The United Arab Emirates has announced plans to allow 100 percent ownership and visa incentives to foreigners, in a bid to attract investors to boost its slowing national economy.
The decision, taken by the UAE cabinet Sunday night, aims to lure “international investments and exceptional talent”, according to Dubai ruler Sheikh Mohammed bin Rashed Al-Maktoum.
The new measures come amid signs of an economic slowdown in the oil-rich Gulf state on the back of lower oil prices, with reports showing the vital real estate and tourism sectors of Dubai struggling.
The decision will allow foreign investors 100 percent ownership of companies, coupled with 10-year residence permits for them and their families, according to a cabinet statement cited by WAM news agency.
The measures will come into force by the end of 2018, the statement said.
The UAE leads all Arab countries in terms of foreign direct investment, attracting $11 billion last year — a jump of 22 percent on 2016 — according to the International Institute of Finance.
Although it is the most diversified and open economy in the Middle East, foreigners can only own up to 49 percent of companies unless they are established in special free trade zones.
The new measures also grant 10-year long residence permits to professionals in the medicine, science, research and technical fields.
Like other energy-rich Gulf Cooperation Council (GCC) states, foreigners working in the UAE must have their residence permits made by a national sponsor known as kafeel.
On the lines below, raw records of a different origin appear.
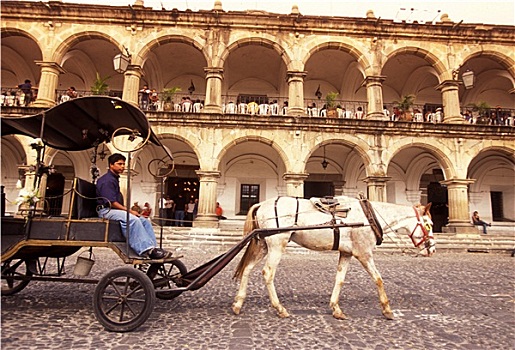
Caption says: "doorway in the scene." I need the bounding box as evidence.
[490,191,504,221]
[427,182,449,232]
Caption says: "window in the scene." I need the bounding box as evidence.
[238,184,259,215]
[238,94,268,105]
[490,191,504,221]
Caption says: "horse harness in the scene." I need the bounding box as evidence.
[274,197,383,250]
[409,207,431,247]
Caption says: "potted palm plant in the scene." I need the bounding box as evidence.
[394,95,416,121]
[162,86,181,111]
[325,91,338,118]
[91,72,111,95]
[468,101,492,124]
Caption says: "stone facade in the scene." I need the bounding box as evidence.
[1,2,515,231]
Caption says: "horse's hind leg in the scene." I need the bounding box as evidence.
[232,243,266,315]
[356,255,393,320]
[263,236,290,318]
[329,252,352,320]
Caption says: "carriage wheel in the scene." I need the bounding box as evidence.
[147,260,188,300]
[2,259,36,295]
[93,267,156,332]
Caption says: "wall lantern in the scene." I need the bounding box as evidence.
[461,70,476,90]
[113,47,131,73]
[321,146,329,170]
[315,85,322,100]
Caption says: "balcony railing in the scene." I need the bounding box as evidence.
[0,88,515,126]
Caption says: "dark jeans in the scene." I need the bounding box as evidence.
[474,220,489,235]
[175,210,184,226]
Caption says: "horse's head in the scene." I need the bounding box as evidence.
[410,203,436,256]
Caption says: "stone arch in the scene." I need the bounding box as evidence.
[214,135,291,171]
[219,33,293,69]
[381,46,448,79]
[137,35,209,67]
[1,27,43,88]
[302,41,371,76]
[385,139,456,179]
[1,27,41,47]
[303,136,372,177]
[462,46,515,81]
[51,31,124,64]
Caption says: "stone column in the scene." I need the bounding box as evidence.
[204,67,224,113]
[34,61,64,108]
[363,75,389,120]
[283,173,309,198]
[436,80,466,124]
[440,179,478,234]
[193,170,221,228]
[406,190,422,205]
[122,65,142,106]
[363,176,391,202]
[287,71,307,115]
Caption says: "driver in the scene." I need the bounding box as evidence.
[97,153,172,259]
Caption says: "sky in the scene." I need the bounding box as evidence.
[36,0,515,25]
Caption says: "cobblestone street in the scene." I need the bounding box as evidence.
[1,248,515,350]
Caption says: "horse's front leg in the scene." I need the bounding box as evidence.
[263,236,290,318]
[356,255,393,320]
[329,252,352,320]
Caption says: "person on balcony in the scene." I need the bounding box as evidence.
[225,101,236,114]
[193,98,204,113]
[472,210,492,235]
[139,85,151,111]
[247,101,259,115]
[238,101,247,114]
[18,79,32,107]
The International Monetary Fund earlier projected that UAE economic growth would fall from 3.0 percent in 2016 to 1.3 percent in 2017.
Capital Economics, a London-based think tank, however has said that the UAE economy grew by just 0.5 percent last year.
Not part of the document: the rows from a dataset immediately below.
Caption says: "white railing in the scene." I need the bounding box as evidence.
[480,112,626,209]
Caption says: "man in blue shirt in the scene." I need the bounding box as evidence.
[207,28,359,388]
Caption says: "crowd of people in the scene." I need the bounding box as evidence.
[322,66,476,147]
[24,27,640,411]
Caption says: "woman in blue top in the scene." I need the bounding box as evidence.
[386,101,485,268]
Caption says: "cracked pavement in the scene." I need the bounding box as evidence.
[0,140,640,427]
It said that the economy of Abu Dhabi, the largest of the seven emirates making up the UAE and the richest in oil, shrank by 1.3 percent and 1.1 percent in the third and fourth quarters of last year, respectively.
In Dubai, sales and rents in the real estate sector slowed by five to 10 percent in 2017. The downturn is expected to continue through 2019, before picking up in 2020 when it will host the World Expo trade fair.